The third requirement is that all public expression of the culturally able must be bestowed on these public acts, including forced attendance, titulary homage, and silent obedience. Finally, to ensure the stability of the entire system, unauthorized cultural expressions must be carefully monitored and severely suppressed when they contradict or threaten to “desacralize” the authorized formulas.

Darren Staloff, Making of an American Thinking Class: Intellectuals and Intelligentsia in Puritan Massachusetts. (source)
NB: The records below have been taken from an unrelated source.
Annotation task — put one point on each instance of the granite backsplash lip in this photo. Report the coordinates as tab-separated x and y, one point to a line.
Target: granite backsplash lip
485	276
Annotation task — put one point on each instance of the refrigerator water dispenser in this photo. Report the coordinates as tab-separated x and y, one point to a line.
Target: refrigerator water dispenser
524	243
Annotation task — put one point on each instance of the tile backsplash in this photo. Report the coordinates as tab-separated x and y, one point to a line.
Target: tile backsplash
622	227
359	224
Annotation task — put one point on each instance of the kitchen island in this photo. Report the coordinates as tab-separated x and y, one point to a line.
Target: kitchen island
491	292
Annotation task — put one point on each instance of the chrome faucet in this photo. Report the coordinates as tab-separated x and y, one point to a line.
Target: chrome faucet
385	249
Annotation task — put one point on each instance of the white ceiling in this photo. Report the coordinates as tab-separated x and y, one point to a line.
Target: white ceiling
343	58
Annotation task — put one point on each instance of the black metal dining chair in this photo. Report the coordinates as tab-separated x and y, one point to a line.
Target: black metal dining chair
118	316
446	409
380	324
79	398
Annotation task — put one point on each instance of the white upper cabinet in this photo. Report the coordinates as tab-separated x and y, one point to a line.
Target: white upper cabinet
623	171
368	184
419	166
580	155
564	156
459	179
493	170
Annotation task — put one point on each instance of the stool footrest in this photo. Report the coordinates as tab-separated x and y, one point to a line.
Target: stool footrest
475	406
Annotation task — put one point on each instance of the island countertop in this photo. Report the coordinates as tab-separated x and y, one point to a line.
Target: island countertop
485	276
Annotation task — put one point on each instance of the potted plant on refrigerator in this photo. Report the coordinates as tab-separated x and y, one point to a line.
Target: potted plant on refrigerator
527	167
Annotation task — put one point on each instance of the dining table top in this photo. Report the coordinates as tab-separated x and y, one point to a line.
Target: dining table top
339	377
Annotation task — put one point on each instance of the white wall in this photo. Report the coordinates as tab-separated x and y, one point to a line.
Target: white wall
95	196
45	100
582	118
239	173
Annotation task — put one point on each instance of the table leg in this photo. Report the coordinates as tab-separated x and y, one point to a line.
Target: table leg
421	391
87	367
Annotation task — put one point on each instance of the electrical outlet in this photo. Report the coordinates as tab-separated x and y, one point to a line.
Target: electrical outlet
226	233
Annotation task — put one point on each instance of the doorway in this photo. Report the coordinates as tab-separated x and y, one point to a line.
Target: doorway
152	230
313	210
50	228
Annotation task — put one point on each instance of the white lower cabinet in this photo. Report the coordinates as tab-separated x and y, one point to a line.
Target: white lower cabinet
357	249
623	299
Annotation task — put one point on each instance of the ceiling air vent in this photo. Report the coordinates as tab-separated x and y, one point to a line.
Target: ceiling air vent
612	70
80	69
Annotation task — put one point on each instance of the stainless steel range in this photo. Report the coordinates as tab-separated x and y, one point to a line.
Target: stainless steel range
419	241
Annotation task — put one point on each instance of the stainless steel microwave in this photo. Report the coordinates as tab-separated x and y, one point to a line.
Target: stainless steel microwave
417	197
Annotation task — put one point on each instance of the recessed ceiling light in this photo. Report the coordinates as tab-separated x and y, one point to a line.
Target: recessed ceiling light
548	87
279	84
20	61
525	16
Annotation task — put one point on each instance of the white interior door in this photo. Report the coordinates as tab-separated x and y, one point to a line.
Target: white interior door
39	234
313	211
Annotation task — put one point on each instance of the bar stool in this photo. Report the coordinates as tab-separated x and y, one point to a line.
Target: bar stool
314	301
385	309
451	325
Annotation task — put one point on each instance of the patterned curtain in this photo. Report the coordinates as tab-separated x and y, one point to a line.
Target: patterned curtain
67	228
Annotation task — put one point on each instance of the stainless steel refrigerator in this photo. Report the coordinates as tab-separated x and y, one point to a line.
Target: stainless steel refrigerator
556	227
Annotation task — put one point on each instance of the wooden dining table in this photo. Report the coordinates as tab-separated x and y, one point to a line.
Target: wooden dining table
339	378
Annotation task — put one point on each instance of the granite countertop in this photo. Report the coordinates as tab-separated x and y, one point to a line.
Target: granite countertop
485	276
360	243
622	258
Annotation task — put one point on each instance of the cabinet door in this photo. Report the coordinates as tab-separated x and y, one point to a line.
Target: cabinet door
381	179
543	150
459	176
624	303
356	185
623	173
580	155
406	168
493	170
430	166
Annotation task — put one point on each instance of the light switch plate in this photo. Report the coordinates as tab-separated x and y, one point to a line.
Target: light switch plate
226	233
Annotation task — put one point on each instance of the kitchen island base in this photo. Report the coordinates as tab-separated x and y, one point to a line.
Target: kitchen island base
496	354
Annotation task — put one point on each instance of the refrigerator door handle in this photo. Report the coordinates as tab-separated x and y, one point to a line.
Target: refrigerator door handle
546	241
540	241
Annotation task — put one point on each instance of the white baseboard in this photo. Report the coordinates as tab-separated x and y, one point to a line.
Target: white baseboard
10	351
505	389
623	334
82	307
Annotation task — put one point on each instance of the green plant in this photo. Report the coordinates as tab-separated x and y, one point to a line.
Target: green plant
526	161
The University of Massachusetts

It was Banda himself who chose the name “Malawi” for the former Nyasaland; he had seen it on an old French map as the name of a “Lake Maravi” in the land of the Bororos, and liked the sound and appearance of the word as “Malawi”. On 6 July 1964, exactly six years after Banda’s return to the country, Nyasaland became the independent Commonwealth of Malawi.

Barely a month after independence, Malawi suffered the Cabinet Crisis of 1964. Banda had already been accused of autocratic tendencies. Several of Banda’s ministers presented him with proposals designed to limit his powers. Banda responded by dismissing four of the ministers. Other ministers resigned in sympathy. The dissidents fled the country.

Malawi adopted a new constitution on 6 July 1966, in which the country was declared a republic. Banda was elected the country’s first president for a five-year term; he was the only candidate. The new document granted Banda wide executive and legislative powers, and also formally made the MCP the only legal party. However, the country had already been a de facto one-party state since independence. In 1970, a congress of the MCP declared Banda its president for life. In 1971, the legislature declared Banda President for Life of Malawi as well.His official title was “His Excellency the Life President of the Republic of Malaŵi, Ngwazi Dr. Hastings Kamuzu Banda.” The title Ngwazi means “chief of chiefs” (more literally, “great lion”, or, some would say, “conqueror”) in Chicheŵa.

Banda was mostly viewed externally as a benign, albeit eccentric, leader, an image fostered by his English-style three-piece suits, matching handkerchiefs, walking stick and fly-whisk. He also spoke no Chichewa, and relied on a translator, John Msonthi. In June 1967, he was awarded an honorary doctorate by the University of Massachusetts with the encomium ” … pediatrician to his infant nation”.

Within Malawi, views on him ranged from cult-like devotion to fear. He portrayed himself as a caring headmaster to his people. However, this was a mask for a government that was rigidly authoritarian even by African standards of the time. Banda himself bluntly summed up his approach to ruling the country by saying, “Everything is my business. Everything. Anything I say is law…literally law.”

Although the constitution guaranteed civil rights and liberties, they meant almost nothing in practice, and Malawi was essentially a police state. Mail was opened and often edited. Telephones were tapped, and calls were known to be cut off if anyone said a critical word about the government. Overt opposition was not tolerated. Banda actively encouraged the people to report those who criticized him, even if they were relatives. Opponents were often arrested, exiled (like Kanyama Chiume) or died suspiciously (like Dick Matenje or Dr. Attati Mpakati).